4. Hukuk Dairesi 2018/180 E. , 2018/8115 K.
"İçtihat Metni"MAHKEMESİ : ... Bölge Adliye Mahkemesi ... Hukuk Dairesi
İLK DERECE
MAHKEMESİ : ... Asliye Hukuk Mahkemesi
Davacı ... vekili Avukat ... tarafından, davalılar ... ve ... Gazetecilik Basım Yayın Sanayi ve Tic. AŞ aleyhine 26/10/2015 gününde verilen dilekçe ile basın yoluyla kişilik haklarına saldırı nedeniyle manevi tazminat, kınama kararı verilmesi ve kararın yayınlanmasının istenmesi istenmesi üzerine mahkemece yapılan yargılama sonunda; davanın reddine dair verilen 07/03/2017 günlü karara karşı davacı tarafın istinaf başvurusu üzerine yapılan incelemede; davacı tarafın istinaf başvurusunun kabulüne, ... 15. Asliye Hukuk Mahkemesinin 2015/425-2017/160 sayılı kararının Hukuk Muhakemeleri Kanunu"nun 353/1-b.2 maddesi uyarınca düzeltilerek; davanın kısmen kabulüne dair verilen 07/11/2017 günlü kararın Yargıtayca incelenmesi davacı vekili ve davalılar vekili tarafından süresi içinde istenilmekle temyiz dilekçelerinin kabulüne karar verildikten sonra tetkik hakimi tarafından hazırlanan rapor ile dosya içerisindeki kağıtlar incelenerek gereği görüşüldü.
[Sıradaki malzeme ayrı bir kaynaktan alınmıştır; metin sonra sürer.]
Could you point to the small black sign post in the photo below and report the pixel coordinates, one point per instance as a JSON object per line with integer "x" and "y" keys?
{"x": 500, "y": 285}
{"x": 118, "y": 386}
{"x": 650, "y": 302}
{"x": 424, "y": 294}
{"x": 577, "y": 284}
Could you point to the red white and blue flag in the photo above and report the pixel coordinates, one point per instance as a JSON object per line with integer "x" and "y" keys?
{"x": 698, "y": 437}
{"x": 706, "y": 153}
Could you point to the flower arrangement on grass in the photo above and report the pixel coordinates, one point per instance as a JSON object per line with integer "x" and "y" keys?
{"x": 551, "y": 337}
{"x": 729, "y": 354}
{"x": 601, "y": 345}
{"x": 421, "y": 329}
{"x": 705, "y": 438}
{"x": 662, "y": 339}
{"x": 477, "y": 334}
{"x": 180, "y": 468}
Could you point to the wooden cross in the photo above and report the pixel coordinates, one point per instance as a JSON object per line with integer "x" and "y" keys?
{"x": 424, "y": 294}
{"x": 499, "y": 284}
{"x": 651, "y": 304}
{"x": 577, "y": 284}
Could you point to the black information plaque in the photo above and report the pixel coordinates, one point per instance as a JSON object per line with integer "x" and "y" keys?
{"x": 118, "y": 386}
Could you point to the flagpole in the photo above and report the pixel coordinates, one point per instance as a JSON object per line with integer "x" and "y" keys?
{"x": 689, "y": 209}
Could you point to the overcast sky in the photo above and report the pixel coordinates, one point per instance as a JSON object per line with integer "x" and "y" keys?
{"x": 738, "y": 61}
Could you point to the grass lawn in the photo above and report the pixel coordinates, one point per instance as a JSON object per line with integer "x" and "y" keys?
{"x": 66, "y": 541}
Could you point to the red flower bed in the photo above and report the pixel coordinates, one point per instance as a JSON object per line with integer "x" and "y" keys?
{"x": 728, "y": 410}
Dava, basın yoluyla kişilik haklarına saldırı nedeniyle manevi tazminat, kınama kararı verilmesi ve bu kararın ilan edilmesi istemine ilişkindir. Mahkemece, istemin reddine karar verilmiş; hükme karşı davacı vekilinin istinaf yolu başvurusu üzerine Bölge Adliye Mahkemesince; istinaf başvurusunun kabulü ile ilk derece mahkemesi kararı düzeltilerek istemin kısmen kabulüne karar verilmiş; hüküm davacı vekili ve davalılar vekili tarafından temyiz edilmiştir.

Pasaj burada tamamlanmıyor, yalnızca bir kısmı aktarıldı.